Personal information
- Born: July 15, 1903 Elgin, Illinois, U.S.
- Died: October 24, 1973 (aged 70)
- Listed height: 6 ft 3 in (1.91 m)
- Listed weight: 212 lb (96 kg)

Career information
- High school: Elgin (IL)
- College: Illinois

Career history
- Chicago Bears (1925); Brooklyn Lions (1926); Dayton Triangles (1927); Frankford Yellow Jackets (1927); Dayton Triangles (1928); Chicago Cardinals (1929);

Awards and highlights
- National champion (1923); Elgin Sports Hall of Fame (1980);

Career statistics
- Games played: 31
- Games started: 22
- Field goals: 1
- Stats at Pro Football Reference

= Earl Britton =

American football player (1903–1973)

Earl Tanner Britton (July 15, 1903 – October 24, 1973) was a professional American football fullback who played in the National Football League (NFL) and the American Football League (AFL). Born in Elgin, Illinois, he attended Elgin High School and played college football at the University of Illinois at Urbana–Champaign.

Britton was 6 ft 3 in tall and weighed 212 lb.

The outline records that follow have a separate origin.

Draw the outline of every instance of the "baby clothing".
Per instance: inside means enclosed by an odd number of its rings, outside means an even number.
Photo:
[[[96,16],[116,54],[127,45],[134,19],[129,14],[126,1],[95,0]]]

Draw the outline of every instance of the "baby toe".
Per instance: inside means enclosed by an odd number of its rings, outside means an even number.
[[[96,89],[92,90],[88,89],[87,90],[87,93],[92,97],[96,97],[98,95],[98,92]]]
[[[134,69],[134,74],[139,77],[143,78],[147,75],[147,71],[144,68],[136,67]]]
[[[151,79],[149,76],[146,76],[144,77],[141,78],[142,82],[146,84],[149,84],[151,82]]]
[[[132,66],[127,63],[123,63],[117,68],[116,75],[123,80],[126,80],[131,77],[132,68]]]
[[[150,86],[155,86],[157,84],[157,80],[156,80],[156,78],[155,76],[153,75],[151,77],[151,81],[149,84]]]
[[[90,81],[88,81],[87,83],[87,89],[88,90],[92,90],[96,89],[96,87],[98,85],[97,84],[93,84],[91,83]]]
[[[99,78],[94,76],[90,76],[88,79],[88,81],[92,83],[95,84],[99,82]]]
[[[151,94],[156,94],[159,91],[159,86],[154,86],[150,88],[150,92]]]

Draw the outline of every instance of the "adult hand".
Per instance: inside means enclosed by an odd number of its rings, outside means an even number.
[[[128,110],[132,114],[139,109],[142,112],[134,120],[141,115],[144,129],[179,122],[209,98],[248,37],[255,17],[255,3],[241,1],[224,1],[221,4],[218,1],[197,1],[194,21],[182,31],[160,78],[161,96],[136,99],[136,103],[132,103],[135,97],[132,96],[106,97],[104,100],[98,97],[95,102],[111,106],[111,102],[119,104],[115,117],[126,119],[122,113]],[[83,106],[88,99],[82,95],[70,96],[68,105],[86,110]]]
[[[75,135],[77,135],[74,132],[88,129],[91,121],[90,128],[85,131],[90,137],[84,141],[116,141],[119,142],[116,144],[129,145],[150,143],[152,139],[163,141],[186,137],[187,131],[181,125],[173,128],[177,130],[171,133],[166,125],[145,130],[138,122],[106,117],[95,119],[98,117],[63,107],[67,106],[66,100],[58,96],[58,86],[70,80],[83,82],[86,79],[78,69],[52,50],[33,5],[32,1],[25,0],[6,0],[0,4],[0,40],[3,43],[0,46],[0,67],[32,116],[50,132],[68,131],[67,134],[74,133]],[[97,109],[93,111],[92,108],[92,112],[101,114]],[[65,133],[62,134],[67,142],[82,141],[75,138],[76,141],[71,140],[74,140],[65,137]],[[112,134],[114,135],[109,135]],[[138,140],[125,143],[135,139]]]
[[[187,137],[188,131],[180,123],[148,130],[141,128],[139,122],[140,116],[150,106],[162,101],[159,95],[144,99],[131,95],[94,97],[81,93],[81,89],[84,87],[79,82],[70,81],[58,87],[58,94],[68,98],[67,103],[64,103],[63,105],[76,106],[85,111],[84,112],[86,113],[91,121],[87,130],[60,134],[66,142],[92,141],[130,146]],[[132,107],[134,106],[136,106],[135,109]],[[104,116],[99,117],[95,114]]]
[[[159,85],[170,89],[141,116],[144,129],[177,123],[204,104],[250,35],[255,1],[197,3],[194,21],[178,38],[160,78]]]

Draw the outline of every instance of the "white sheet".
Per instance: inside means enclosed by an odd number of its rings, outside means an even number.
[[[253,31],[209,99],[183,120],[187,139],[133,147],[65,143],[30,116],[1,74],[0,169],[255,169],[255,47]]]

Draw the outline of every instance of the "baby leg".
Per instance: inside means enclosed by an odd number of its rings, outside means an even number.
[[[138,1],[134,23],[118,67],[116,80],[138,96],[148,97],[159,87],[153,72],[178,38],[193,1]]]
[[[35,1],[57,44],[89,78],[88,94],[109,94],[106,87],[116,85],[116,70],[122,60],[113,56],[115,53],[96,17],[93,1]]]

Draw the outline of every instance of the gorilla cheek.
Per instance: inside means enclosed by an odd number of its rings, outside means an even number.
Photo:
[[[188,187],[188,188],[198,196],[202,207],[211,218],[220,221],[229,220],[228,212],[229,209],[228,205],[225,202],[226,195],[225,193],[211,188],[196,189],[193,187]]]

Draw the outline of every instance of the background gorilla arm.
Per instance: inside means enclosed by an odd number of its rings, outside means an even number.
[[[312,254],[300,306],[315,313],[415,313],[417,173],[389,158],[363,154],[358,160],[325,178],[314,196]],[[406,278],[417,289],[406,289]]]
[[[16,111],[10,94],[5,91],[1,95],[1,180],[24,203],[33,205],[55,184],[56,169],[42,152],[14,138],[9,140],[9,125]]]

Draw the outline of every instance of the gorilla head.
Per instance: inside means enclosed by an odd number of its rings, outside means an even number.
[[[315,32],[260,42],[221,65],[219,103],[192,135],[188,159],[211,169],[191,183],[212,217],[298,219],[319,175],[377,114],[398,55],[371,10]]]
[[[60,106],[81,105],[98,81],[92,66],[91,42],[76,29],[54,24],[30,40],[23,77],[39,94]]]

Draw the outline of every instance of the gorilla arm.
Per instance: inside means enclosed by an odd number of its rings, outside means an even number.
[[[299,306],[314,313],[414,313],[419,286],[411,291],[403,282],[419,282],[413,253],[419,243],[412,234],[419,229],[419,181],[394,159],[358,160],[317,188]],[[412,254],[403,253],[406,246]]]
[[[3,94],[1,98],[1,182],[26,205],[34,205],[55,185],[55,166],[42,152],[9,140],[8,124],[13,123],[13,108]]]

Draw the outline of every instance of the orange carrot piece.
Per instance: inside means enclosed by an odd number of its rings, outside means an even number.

His career as a placekicker/punter lasted from 1925 to 1929. He played for the Chicago Bears, the Brooklyn Lions, the Dayton Triangles, the Frankford Yellow Jackets, and the Chicago Cardinals.

Earl was the son of Benjamin Harold Britton and Edna May Tanner. He was a first cousin to music educator Allen Perdue Britton.